Mazda Motor Corp. has a mantra for its MX-5 Miata roadster: jinba ittai, a Japanese phrase meaning "horse and rider in one body."
Few people know that feeling as well as Julien Montousse, whose passion -- both as a designer at Mazda and as an inventor of mechanical deep-sea diving suits -- is strengthening the link between human and machine.
Since joining Mazda from General Motors in 2009, the Frenchman has led a team that has integrated "driver-centric" design into cars such as the Mazda3 and the newly redesigned MX-5 Miata. The Miata's symmetrical instruments and vents, plus body-colored panels on the doors, are meant to give the illusion of being part of the car.
"We want the interior and exterior to merge into one," Montousse said.
Montousse grew up on the French Riviera, swimming in the Mediterranean Sea nearly every day. In his prime, at 19, Montousse could hold his breath for six minutes and set a personal record by free-diving 167 feet without an oxygen tank.
After high school, Montousse enrolled in engineering school but transferred to Strate, a Paris design school.

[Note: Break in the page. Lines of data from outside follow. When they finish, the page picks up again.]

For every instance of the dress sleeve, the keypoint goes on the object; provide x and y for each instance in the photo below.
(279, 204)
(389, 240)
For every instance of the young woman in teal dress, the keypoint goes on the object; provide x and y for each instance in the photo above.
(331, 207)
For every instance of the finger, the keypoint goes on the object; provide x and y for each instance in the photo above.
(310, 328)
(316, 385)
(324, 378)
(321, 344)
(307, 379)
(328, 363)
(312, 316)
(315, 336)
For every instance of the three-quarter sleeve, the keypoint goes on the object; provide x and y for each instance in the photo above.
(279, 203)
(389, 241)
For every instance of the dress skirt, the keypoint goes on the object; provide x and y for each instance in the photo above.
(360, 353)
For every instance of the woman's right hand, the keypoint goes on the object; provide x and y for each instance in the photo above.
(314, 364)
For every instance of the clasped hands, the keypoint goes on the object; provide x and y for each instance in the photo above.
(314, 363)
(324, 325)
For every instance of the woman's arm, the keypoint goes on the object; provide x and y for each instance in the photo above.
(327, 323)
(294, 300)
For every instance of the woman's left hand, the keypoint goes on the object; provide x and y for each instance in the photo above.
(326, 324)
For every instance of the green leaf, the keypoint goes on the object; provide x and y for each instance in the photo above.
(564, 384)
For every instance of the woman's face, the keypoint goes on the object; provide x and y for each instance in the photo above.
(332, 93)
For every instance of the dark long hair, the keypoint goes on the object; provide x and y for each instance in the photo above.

He received an offer from Renault's design studio after graduation but turned it down. For his thesis, he designed a machine less constraining than scuba gear that could help humans breathe and move underwater, and he wanted to build it.
"We can go to space, we can ride motorcycles, and yet you put a human underwater and he looks like a clown," Montousse said. "He looks like he doesn't belong there. From early on, I always thought about what you could do -- some type of machine -- that would allow you to move genuinely under the water."

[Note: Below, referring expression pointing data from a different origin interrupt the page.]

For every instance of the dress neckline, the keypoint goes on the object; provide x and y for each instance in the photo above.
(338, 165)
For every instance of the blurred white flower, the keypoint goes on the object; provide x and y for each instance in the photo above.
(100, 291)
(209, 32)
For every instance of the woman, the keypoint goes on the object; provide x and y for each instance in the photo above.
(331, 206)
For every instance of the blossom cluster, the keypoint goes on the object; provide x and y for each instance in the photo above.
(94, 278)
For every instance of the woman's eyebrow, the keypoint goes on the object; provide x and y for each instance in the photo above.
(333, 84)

Montousse put all of his savings into the project but came to realize he couldn't build a business case. In the meantime, his contact at Renault had taken a design job with General Motors; Montousse followed her to Detroit in 2001.
After a few years at GM, Montousse drew acclaim by designing the interior of the Chevrolet Camaro concept in 2005 that previewed the revival of the nameplate. He shuttled back and forth between Detroit and California to work on the production version, which went on sale in 2009.
That was when Derek Jenkins, design director at Mazda's studio in Irvine, Calif., came calling. Mazda was running a contest for its new design language, and Jenkins was impressed by Montousse's sleek, cockpit-like interiors.
They bonded over a love of the water. For a second interview, Jenkins, an avid surfer, took Montousse out on the waves in Malibu.
Montousse took the job. During his first 10 days at Mazda, he crafted a pitch for Mazda's next-generation interior design. His sketches caught the eye of Mazda chief designer Ikuo Maeda and were integrated into the new design language.
Montousse was summoned to Japan to work on the interior of the Shinari concept, unveiled in 2010 as the first glimpse of Mazda's new "Kodo" styling.
"Shinari was a revelation for everyone at Mazda," Montousse said. "You can take pictures and the interior looks cool -- it looks sophisticated, the palette is premium, it looks sporty. But when you sit in it, you have that second-degree read where you feel connected with the machine."
As a manager, Montousse has a hard-and-fast rule that designers may not submit their work unless they have worked out the hidden "B-side." This leads to quicker work once the engineers get involved, he said, and results in fewer compromises between concept and production.
When he isn't working on designs for Mazda, Montousse still works on personal submersibles. He pitches them to oil and gas companies for use on offshore drilling rigs. Because of his expertise on cockpit design and extreme environments, Space Exploration Technologies Corp., the space flight company led by Tesla Motors CEO Elon Musk, has solicited Montousse's advice on the cabin of its Dragon 2 spacecraft.
With the 2017 CX-9 crossover, Mazda will have finished overhauling its core lineup with Kodo design. So Montousse is now working on next-generation styling with top designers in Japan. Even after five years at Mazda, he said, each trip to Hiroshima or Tokyo thrills him like a dive into the ocean.
"Every time I visit Japan," he said, "it always feels like an invitation to something unexplored."